Prime Minister Abadi and senior members of his cabinet, including Finance Minister Hoshyar Zebari and Oil Minister Adel Abdul-Mahdi, genuinely represent the finest of Iraq’s technocratic, nationalist political elite. However, they simply do not have the critical mass to overcome the hard-liners within their own government, let alone the Iranians. The White House’s myopia, along with Obama’s empowerment of one strategic enemy, the Iranian-commanded militias, to defeat another strategic threat, IS, is precisely why the dream of a stable, peaceful, prosperous, and pluralistic Iraq increasingly seems doomed. In short, Obama’s Iraq strategy is not only morally bankrupt, but operationally bankrupt as well.

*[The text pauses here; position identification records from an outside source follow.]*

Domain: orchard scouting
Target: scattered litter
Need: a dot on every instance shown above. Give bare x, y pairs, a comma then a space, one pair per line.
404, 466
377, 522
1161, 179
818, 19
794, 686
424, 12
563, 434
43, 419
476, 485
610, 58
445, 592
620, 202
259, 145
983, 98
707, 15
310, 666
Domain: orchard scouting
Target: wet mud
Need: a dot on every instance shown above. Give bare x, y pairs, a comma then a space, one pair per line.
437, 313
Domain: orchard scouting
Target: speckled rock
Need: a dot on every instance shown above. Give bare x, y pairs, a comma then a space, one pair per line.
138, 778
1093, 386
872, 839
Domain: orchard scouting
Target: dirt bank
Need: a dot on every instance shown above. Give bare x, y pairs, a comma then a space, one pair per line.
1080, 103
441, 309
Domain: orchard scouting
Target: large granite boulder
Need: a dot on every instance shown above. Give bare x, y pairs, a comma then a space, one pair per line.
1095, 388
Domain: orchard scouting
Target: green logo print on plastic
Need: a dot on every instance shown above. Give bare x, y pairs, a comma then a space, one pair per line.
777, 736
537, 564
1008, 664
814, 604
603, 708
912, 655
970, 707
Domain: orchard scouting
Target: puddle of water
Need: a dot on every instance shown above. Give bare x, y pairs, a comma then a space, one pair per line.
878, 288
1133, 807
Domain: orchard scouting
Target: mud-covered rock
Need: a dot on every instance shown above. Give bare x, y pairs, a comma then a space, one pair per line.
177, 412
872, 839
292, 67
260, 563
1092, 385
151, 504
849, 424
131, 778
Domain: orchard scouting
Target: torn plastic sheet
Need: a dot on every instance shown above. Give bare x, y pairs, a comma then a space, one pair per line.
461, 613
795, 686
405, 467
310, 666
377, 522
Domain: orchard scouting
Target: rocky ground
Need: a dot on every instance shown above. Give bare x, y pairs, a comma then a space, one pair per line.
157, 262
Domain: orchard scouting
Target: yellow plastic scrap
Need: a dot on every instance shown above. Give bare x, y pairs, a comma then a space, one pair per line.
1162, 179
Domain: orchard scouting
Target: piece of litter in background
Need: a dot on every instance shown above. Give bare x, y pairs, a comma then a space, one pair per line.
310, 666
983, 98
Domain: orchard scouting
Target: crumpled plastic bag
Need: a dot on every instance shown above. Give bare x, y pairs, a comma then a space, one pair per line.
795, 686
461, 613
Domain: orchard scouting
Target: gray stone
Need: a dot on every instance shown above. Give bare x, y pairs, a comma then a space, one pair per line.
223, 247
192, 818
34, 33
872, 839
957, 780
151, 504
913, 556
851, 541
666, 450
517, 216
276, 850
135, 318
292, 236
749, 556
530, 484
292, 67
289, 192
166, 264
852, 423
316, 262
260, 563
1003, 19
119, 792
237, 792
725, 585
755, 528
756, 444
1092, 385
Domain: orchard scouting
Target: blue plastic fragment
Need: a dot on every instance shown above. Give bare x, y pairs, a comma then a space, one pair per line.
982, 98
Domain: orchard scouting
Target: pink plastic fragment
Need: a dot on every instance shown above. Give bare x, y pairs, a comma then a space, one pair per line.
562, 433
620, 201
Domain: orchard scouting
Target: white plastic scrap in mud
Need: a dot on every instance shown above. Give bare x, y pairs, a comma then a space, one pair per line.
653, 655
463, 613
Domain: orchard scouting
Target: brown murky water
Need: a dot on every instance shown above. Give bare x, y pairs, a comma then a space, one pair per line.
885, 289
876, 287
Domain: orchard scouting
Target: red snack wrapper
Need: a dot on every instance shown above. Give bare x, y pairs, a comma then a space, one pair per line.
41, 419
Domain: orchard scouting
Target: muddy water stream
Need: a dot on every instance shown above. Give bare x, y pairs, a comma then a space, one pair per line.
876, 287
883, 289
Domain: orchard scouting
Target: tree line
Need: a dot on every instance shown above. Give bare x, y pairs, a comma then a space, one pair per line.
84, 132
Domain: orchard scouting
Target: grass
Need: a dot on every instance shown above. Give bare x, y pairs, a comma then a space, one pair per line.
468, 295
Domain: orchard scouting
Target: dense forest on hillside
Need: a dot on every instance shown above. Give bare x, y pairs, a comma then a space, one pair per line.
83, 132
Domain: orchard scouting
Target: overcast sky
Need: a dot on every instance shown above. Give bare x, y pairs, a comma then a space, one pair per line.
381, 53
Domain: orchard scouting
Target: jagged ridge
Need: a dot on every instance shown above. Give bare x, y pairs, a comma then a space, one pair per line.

Congressional leaders and the White House must stop treating Iraq and other national security matters as arenas for ideological skirmishes. Instead, they must craft a comprehensive Middle East strategy to defend our regional allies and aggressively confront both radical Sunni and Shiite militants, and Iran’s malign regional ambitions. By finally admitting that Baghdad is now firmly entrenched in Iran’s orbit — and is ideologically and operationally an extension of Tehran — Washington can finally begin to develop plans for how to roll back the new Republic of Fear.


Ali Khedery is chairman and chief executive of Dragoman Partners LLC, an international strategic advisory firm. The longest continuously serving American official in Iraq, he was special assistant to five American ambassadors in Iraq and senior adviser to three chiefs of U.S. Central Command from 2003 through 2010. He was subsequently an executive with Exxon Mobil Corporation, where he was the architect and chief political negotiator of the company's entry into the Kurdistan Region.